Multicategory list to one_hot array? [solved]

I’m working on a multi-class labeling task and am doing batch prediction on held out test data for which I have labels, along these lines:

inflearn = load_learner(test=testdata.valid_ds.x)
preds,y = inflearn.get_preds(ds_type=DatasetType.Test)

Unfortunately, y is not an array of one-hot encoded categories of the same shape as preds, which would be easier to work with.

The corresponding mult-category labels in testdata.valid_ds.y are a MultiCategoryList, which doesn’t seem to have a method for converting its items into an array that can serve as truth to compare against the preds.

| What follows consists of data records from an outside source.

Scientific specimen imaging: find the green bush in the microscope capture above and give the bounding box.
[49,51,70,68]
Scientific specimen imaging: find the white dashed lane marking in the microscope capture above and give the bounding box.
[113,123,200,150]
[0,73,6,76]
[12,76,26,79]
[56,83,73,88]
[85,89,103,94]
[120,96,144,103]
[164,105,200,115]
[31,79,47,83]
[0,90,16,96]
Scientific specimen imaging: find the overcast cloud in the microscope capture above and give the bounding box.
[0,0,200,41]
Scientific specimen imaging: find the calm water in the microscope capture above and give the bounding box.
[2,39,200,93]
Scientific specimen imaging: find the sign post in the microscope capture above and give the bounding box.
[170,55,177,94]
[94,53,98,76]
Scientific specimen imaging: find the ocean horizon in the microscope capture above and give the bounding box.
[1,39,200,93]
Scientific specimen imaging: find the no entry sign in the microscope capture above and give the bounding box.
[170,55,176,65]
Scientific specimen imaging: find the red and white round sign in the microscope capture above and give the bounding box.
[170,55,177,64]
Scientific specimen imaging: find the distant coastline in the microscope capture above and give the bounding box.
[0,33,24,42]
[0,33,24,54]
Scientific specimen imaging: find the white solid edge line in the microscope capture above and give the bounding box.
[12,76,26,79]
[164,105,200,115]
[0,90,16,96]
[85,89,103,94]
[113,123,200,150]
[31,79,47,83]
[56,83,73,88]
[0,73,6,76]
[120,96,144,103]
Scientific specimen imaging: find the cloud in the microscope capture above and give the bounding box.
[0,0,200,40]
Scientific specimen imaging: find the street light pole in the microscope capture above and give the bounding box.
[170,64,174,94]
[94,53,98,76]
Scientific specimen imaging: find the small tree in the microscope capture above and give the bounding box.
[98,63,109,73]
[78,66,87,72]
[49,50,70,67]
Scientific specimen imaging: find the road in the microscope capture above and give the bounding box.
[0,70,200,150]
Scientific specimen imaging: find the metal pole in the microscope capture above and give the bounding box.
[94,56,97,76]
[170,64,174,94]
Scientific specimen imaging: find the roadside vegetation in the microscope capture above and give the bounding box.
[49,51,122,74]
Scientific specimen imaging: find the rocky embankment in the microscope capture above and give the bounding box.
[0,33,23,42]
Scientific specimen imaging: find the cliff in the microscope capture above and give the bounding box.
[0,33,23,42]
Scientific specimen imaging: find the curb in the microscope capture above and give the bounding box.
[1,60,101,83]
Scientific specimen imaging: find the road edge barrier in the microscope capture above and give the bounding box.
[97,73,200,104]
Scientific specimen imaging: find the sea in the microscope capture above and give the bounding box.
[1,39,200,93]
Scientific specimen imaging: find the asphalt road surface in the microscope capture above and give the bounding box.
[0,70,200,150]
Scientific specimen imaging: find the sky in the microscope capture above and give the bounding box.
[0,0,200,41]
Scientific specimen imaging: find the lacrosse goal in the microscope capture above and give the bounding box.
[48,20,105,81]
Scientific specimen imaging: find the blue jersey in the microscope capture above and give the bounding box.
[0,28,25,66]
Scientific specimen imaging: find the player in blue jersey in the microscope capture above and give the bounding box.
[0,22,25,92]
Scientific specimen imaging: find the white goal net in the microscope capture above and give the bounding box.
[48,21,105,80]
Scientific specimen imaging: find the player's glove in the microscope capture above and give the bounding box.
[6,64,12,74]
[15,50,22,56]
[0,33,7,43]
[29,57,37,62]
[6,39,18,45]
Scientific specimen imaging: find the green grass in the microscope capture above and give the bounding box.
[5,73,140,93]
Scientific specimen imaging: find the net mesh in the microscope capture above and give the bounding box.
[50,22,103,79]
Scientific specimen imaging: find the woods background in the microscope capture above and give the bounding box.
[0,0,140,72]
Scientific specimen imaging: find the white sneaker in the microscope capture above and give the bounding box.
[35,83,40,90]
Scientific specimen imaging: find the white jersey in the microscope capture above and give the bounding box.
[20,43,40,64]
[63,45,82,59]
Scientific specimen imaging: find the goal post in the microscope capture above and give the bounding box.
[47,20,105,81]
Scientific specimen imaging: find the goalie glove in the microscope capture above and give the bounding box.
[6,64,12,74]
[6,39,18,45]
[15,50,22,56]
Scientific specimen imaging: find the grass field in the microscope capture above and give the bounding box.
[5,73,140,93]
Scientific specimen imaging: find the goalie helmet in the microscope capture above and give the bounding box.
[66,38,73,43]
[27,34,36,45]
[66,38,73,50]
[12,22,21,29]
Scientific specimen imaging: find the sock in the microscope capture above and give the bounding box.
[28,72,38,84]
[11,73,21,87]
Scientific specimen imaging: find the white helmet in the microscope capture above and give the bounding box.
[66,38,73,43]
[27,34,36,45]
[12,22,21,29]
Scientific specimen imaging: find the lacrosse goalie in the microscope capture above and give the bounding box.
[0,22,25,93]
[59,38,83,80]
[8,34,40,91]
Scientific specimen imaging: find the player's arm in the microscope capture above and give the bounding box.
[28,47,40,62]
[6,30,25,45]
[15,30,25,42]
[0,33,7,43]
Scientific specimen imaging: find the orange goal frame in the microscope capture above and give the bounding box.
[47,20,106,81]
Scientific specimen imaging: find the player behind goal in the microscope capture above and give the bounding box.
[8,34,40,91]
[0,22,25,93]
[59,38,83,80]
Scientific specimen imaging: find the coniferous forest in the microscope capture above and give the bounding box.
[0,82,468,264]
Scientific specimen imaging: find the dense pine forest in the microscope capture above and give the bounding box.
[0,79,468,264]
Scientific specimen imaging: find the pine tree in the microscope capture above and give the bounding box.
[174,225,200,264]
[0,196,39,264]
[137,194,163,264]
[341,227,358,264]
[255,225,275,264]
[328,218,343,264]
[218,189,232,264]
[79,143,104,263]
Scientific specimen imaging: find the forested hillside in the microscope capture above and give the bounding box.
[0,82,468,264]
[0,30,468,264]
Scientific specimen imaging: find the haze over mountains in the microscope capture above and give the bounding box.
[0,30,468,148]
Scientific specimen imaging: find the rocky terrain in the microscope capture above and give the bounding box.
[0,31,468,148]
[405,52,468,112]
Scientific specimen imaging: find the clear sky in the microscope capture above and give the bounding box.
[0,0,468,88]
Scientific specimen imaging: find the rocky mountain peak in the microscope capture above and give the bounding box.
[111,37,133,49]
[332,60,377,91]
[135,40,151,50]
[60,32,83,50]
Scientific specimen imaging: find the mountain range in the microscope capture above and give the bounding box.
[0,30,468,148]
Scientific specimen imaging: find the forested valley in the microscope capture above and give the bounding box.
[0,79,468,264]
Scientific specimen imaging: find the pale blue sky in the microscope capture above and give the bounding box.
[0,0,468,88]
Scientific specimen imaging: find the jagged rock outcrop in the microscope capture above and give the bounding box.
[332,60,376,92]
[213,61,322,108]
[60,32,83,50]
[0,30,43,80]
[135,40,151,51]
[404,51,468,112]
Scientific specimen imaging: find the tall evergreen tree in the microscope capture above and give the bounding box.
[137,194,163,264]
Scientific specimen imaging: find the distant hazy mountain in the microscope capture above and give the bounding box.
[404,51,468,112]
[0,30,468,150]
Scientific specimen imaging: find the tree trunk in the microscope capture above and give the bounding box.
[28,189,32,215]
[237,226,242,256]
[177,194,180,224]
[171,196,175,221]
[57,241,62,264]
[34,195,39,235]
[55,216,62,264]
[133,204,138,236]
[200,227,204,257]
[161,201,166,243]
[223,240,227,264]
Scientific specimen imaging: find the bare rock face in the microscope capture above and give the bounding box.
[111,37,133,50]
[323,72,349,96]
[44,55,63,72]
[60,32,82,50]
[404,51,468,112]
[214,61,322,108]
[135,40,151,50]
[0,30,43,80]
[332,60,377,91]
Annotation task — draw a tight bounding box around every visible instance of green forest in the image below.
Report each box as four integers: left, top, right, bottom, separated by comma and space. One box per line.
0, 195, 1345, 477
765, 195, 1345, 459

I don’t see this common use case addressed in the docs. I’m sure I can cobble something together, but wonder if there’s a better, preferably built-in approach, or if anyone has advice on how to proceed.


1 Like

There’s undoubtedly cleaner numpy code for this, but here’s a solution, where mcl_y is a MultiCategoryList target variable y:

def convert_mcl_y_to_onehot(mcl_y):
    res = np.zeros((len(mcl_y.items), mcl_y.c))
    for rowi, idx_list in enumerate(mcl_y.items):
        for classidx in idx_list: res[rowi, classidx] = 1
    return res

I too am working on a Multiclass problem. My labels are of the form
array([0., 0., 0., 0., 0., 0.], dtype=float32) . When I create an ImageList, the y value is truncated to the first two values of the label array.
How can we prevent this from happening?